Have you seen the movie The Red Violin? Do you remember the scene in the instrument makers studio? The maestro is assessing one of his apprentice’s violins. He is praising the young man’s workmanship. Then he smashes the violin into rubble and says that it is not good enough for this studio. I could resonate with that moment; the best that you can do just not measuring up. You just have to keep returning to the bench until it is good enough. It takes time.

Another film, Something the Lord Made, chronicles the life of Vivien Thomas, an extraordinarily gifted heart surgeon. He was hired as a low-level  assistant to another brilliant surgeon, Alfred Blaylock, who was teaching at Vanderbilt University. Thomas had no certificates, no medical degree, but in the operating room during experimental heart surgery, Blaylock deferred to Thomas, though he was not a physician. Blaylock knew that Thomas had “a gift”. His hands were “genius”.  Examining Thomas’s work after an experimental surgery on a dog Blaylock commented, “Vivien, this looks like something the Lord made”. Thomas was brilliant in mind and hand, both.

You have likely seen Seabiscuit. In the opening of the movie the narration describes the moment in history where industrialization and assembly lines were replacing products made by individual artisans and craftspeople. The narrator describes it as a time when “seamstresses became button-sewers, furniture makers became knob-turners”. Skill was no longer necessary. That is true enough to be said, and it has only become more true over time.

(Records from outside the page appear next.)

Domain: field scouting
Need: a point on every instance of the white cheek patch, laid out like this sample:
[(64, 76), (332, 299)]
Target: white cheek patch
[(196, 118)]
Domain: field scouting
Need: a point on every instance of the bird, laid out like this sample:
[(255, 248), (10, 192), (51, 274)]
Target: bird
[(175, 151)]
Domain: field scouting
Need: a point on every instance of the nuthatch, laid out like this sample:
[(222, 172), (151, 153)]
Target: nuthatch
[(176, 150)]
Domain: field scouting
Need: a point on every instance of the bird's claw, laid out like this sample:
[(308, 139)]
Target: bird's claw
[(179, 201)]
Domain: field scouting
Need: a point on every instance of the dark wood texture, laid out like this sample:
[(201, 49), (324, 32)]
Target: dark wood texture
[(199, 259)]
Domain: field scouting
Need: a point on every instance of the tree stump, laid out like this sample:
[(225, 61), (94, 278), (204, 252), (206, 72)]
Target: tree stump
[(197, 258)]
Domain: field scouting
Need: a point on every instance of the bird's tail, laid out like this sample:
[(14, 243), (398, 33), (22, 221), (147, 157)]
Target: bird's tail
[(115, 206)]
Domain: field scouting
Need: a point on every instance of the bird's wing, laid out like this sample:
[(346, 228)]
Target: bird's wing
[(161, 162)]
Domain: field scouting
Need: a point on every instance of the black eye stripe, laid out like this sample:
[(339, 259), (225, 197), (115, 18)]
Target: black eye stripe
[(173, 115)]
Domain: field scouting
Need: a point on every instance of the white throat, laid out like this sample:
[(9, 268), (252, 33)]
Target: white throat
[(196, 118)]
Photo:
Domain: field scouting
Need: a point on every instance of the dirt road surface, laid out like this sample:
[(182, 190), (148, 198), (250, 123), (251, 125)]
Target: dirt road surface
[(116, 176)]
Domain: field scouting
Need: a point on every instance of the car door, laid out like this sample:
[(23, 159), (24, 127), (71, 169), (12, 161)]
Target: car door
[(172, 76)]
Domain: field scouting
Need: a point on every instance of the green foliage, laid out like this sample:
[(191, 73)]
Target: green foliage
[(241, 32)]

Where are the Pulitzers for Mastery, the Nobels for Excellence in Hand Work?

Talents of the mind and tongue are valued and celebrated, still, but not so much talents of the hand. Process doesn’t seem to be valued at all. Results, or “product” is what is valued. How that product came to be doesn’t concern us most of the time. In a consumer-based, commodity-oriented culture that is inevitable. The logic by which progress is measured usually selects fastest/cheapest. That is, “faster” and “cheaper” are consistent goals in production, no matter what is being produced. In the equation efficacy is often replaced by efficiency, quality is sacrificed to price-point. Hand skills are just too expensive to use, to rely on. They are simply too slow.

There is no sense in standing against the tide of progress, but I think it unwise to ignore what is lost, to forget about it. I think mastery should be celebrated, and mastery of the hand is just as difficult to achieve as is a perfect ten on the high bar. It takes more than innate skill. It takes dedication and discipline, and practice, practice, practice. The Japanese have a culture that values and honors those masters who achieve a rarified level of expertise in an artistic discipline. They are known as Ningen Kokuhō, or “Living National Treasures”.

The Old School Is Really, Really Old

There is a documentary film about Japanese takumi, artisans, those who take mastery seriously. In part the film describes Kongō Gumi, the world’s longest running company, which built the first Buddhist temple in Japan over fourteen hundred years ago. They were still building temples in Japan until 2006, when the company had to liquidate due to debt. The bankers got 'em. They did it the old way until the end, by hand.

Shigeo Kiuchi was one of the principle artisans working in Kongō Gumi. In the documentary he reveals that each of the craftsmen that submitted to the discipline of Kongō Gumi learn but one tool, the hand plane, the chisel, or, perhaps the saw. Just one. He explains that it is not possible to gain proficiency in the use of more than one tool in a lifetime. You can see that Shigeo takes his craft seriously. He goes on, "To become a real takumi takes a lot of time. It takes a lifetime to get to the top, the pinnacle of being a takumi."

So, even in the age of robotics and AI there are still those who value the discipline and practice of fine hand work. Artisans still attempt to conjure their visions, no matter how difficult and demanding. And there are those who achieve mastery.